I am trying to get from
$$\frac{z^7 + 1}{z^2(z^4+1)}$$
to
$$\frac{1}{z^2} + z - \frac{z+z^2}{1+z^4}.$$
The author did this by doing a partial fractions decomposition. I don't see how, however.. If I compute the partial fractions decomposition, I first find the roots of the denominator, but that's not what's done here. What he does is something that he calls "partial" partial fractions decomposition. Any help?
On
Indeed, it is possible to do a version of partial fractions without using linear factors: whenever we have _relatively_prime_ polynomials $f,g$, we can use the Euclidean algorithm for polynomials (with coefficients in a field such as $\mathbb R$) to find two other polynomials $a,b$ such that $af+bg=1$. Then for any polynomial $h$ $$ {h\over fg} \;=\; {h\cdot 1\over fg} \;=\; {h(af+bg)\over fg} \;=\; {ha\over g}+{hb\over f} $$ And of course one can divide-with-remainder to make the numerators of smaller degree than the denominators.
On
Hint
First by Euclidean divsion we have
$$\frac{z^7 + 1}{z^2(z^4+1)}=z-\frac{z^3-1}{z^2(z^4+1)}$$
Now we know that the partial fractional decompostion takes the form
$$\frac{z^3-1}{z^2(z^4+1)}=\frac{a}{z^2}+\frac{b}{z}+F(z)$$ where $0$ isn't a pole for the fraction $F$ and with routine calculus we find $a=-1$ and $b=0$.
Finally to find $F$ just do $$F(z)=\frac{z^3-1}{z^2(z^4+1)}+\frac{1}{z^2}=\frac{z+z^2}{1+z^4}$$
This is another way of doing what is in Paul Garret answer, avoiding to compute more than we are looking for.
You get the polynomial part $z$ by doing long division of $z^7+1$ by $z^2(z^4+1)$.
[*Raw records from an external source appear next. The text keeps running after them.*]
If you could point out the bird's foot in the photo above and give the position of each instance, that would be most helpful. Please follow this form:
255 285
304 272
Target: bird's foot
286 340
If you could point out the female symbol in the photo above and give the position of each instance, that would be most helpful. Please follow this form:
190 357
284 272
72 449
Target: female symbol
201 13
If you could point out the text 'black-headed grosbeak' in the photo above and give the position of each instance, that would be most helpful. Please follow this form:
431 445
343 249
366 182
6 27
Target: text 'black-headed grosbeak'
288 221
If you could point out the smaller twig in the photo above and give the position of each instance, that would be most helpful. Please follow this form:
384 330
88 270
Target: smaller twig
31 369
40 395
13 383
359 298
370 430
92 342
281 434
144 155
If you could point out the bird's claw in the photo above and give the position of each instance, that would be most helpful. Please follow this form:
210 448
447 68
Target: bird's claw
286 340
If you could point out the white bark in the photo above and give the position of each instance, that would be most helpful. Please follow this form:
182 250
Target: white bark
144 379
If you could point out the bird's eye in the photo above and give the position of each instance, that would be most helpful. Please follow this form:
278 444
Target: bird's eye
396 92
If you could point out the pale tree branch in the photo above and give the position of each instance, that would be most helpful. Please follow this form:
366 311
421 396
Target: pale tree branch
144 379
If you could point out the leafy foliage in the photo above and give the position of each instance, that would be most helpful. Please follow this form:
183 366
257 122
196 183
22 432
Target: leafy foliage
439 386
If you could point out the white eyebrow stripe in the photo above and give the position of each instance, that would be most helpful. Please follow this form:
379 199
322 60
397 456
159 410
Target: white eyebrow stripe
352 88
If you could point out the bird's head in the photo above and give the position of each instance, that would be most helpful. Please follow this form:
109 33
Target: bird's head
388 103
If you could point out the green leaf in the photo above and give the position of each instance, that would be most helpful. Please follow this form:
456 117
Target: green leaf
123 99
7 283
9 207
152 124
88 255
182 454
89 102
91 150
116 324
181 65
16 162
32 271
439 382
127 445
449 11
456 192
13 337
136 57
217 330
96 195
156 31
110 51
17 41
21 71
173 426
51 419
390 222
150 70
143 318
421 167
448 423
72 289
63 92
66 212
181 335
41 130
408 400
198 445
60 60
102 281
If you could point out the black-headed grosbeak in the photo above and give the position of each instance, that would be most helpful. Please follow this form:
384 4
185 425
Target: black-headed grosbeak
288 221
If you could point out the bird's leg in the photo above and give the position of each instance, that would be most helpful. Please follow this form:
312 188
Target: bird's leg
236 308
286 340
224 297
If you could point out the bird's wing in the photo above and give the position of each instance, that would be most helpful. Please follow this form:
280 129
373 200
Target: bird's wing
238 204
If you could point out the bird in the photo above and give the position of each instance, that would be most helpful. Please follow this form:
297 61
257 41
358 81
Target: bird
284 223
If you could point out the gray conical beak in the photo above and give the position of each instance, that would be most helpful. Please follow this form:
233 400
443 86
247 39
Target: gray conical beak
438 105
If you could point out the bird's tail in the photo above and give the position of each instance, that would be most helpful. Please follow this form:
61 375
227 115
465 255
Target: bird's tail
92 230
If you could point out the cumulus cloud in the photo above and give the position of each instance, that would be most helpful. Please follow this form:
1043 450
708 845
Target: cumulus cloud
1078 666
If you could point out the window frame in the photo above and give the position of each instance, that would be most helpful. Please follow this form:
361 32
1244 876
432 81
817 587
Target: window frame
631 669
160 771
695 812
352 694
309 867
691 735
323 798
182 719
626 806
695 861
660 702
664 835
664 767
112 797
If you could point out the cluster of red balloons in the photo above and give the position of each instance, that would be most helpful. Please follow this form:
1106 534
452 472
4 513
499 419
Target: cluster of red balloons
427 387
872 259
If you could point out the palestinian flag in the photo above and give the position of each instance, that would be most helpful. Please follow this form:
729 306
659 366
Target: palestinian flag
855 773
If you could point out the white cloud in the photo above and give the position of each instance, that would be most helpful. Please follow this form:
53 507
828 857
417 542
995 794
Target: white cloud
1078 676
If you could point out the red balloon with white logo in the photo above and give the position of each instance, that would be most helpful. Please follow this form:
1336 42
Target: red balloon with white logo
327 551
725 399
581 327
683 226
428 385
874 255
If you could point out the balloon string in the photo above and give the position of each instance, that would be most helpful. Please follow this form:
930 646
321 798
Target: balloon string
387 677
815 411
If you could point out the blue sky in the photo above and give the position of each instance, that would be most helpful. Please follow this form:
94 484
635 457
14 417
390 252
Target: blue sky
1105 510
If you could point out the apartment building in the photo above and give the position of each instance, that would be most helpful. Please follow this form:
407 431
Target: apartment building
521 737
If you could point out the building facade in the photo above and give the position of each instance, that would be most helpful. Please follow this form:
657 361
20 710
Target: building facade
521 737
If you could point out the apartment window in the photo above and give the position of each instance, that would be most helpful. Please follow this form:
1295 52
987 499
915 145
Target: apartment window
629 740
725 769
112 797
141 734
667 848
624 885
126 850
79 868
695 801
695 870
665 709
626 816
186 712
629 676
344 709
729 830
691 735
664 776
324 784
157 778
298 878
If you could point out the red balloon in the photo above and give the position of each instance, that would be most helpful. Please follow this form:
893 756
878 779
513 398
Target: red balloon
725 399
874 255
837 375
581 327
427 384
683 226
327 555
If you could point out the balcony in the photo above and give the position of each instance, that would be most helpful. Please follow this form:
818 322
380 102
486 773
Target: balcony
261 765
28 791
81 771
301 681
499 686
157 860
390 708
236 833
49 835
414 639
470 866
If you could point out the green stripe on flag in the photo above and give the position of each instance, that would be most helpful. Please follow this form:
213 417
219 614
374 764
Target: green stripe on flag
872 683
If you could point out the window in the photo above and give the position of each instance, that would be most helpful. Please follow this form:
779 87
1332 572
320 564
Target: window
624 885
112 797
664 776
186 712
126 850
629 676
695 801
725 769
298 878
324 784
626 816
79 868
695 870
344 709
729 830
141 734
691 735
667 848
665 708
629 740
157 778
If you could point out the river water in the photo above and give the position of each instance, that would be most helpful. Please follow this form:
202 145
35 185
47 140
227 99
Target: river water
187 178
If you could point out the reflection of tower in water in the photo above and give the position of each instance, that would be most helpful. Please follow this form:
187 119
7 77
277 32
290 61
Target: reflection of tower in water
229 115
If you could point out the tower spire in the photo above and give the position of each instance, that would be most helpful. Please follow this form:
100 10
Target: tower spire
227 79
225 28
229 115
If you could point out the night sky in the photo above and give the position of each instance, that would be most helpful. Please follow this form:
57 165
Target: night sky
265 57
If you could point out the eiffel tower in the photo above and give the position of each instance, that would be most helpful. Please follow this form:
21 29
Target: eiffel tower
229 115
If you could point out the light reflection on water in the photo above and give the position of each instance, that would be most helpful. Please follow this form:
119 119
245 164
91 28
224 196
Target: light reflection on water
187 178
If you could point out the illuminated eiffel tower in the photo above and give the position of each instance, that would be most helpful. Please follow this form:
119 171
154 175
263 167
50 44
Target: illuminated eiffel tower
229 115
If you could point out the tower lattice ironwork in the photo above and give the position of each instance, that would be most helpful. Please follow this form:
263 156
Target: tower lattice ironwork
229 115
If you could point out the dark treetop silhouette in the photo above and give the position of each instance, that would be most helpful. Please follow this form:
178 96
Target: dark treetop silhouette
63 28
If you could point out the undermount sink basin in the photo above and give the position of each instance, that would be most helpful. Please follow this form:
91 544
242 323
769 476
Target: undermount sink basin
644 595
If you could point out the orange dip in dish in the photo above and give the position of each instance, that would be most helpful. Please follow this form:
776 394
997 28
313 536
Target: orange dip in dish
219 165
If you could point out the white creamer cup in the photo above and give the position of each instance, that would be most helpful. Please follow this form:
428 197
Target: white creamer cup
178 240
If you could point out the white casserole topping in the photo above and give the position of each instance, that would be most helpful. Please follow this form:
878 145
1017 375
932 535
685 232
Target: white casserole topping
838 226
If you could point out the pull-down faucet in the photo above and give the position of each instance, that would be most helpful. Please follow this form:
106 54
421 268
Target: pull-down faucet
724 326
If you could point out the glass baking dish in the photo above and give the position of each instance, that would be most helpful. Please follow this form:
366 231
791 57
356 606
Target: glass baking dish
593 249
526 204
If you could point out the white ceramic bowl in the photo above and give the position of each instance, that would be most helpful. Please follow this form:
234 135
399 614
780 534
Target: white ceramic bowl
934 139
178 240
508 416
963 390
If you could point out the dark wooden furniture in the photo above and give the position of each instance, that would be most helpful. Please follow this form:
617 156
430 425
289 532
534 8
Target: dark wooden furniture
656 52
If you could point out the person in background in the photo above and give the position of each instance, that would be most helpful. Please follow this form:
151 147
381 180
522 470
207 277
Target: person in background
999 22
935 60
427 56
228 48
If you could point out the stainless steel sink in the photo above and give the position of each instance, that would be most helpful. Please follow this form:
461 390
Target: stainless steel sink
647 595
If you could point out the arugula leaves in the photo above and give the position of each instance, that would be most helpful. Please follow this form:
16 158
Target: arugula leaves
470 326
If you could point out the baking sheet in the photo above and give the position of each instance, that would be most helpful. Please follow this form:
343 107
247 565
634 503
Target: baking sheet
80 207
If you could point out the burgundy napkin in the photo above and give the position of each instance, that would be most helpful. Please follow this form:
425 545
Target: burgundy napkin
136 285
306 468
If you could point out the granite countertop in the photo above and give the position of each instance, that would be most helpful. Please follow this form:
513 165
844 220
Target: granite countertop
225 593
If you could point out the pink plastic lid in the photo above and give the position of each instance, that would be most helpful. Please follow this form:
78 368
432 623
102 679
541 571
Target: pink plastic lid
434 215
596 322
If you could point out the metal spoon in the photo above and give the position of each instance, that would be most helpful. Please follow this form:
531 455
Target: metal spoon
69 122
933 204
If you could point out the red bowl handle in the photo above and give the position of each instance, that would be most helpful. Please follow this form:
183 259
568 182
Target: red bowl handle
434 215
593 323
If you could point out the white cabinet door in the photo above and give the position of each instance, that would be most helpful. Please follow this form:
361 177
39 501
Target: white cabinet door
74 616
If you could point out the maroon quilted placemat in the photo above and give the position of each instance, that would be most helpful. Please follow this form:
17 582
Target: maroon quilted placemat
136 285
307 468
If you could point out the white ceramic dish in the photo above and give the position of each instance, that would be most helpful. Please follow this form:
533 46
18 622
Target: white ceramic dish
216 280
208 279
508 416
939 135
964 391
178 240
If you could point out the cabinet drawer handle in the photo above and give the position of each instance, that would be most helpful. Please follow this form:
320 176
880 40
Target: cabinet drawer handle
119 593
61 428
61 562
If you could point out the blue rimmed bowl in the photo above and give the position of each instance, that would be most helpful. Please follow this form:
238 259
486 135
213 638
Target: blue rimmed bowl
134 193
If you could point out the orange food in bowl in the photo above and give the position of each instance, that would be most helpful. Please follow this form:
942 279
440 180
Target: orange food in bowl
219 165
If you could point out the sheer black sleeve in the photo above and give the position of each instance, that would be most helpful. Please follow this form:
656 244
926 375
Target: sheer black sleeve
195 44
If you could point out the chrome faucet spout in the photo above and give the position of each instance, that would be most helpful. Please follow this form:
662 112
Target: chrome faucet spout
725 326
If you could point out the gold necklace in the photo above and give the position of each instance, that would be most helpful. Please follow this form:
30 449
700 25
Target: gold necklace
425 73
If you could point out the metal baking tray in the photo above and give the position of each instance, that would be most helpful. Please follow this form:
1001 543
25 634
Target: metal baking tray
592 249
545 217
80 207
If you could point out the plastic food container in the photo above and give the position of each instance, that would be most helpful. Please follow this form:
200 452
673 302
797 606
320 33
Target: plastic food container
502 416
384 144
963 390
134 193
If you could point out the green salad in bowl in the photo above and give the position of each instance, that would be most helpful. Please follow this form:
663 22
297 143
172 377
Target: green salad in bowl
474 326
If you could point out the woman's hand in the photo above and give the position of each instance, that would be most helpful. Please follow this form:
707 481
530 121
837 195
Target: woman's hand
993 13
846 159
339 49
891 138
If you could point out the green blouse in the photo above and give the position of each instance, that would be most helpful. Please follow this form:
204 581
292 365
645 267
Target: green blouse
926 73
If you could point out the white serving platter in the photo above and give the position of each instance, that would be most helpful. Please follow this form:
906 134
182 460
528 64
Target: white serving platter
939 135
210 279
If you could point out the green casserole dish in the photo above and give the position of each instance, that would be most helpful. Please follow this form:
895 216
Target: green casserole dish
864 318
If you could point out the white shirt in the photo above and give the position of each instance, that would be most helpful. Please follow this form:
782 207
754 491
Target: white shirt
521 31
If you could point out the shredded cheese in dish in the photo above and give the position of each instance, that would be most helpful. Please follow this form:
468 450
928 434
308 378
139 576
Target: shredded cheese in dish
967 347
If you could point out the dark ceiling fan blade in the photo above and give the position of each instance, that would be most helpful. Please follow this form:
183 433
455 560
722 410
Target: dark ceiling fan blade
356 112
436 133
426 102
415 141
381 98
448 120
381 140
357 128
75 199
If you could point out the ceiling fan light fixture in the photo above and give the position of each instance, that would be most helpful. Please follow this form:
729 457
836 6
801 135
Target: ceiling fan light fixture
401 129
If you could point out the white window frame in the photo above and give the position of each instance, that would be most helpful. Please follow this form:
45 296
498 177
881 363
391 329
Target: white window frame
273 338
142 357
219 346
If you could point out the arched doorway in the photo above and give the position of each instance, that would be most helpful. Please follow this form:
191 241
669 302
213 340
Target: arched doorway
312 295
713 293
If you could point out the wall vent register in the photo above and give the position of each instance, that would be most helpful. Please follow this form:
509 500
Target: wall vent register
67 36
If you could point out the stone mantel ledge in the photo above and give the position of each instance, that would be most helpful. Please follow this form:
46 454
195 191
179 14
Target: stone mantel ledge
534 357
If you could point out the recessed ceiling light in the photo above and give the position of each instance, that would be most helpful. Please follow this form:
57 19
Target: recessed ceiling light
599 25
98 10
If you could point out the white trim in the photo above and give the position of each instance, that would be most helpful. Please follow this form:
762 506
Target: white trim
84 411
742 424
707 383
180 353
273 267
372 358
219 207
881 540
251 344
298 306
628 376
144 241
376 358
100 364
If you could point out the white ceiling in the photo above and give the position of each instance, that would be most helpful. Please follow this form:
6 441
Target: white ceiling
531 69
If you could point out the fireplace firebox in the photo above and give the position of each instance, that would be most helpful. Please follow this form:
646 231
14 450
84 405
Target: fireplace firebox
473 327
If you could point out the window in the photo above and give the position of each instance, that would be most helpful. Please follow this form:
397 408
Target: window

You get the principal part corresponding to the factor $z^2$ in the denominator by computing the first two steps of long division of $z^7+1$ by $(z^4+1)$ but organizing the terms in decreasing degrees before dividing. The first two coefficients you get are the coefficients of $\frac{A}{z^2}+\frac{B}{z}$ in that order. The other fraction you can get subtracting $\frac{1}{z^2}+z$ from $\frac{z^7+1}{z^2(z^4+1)}$.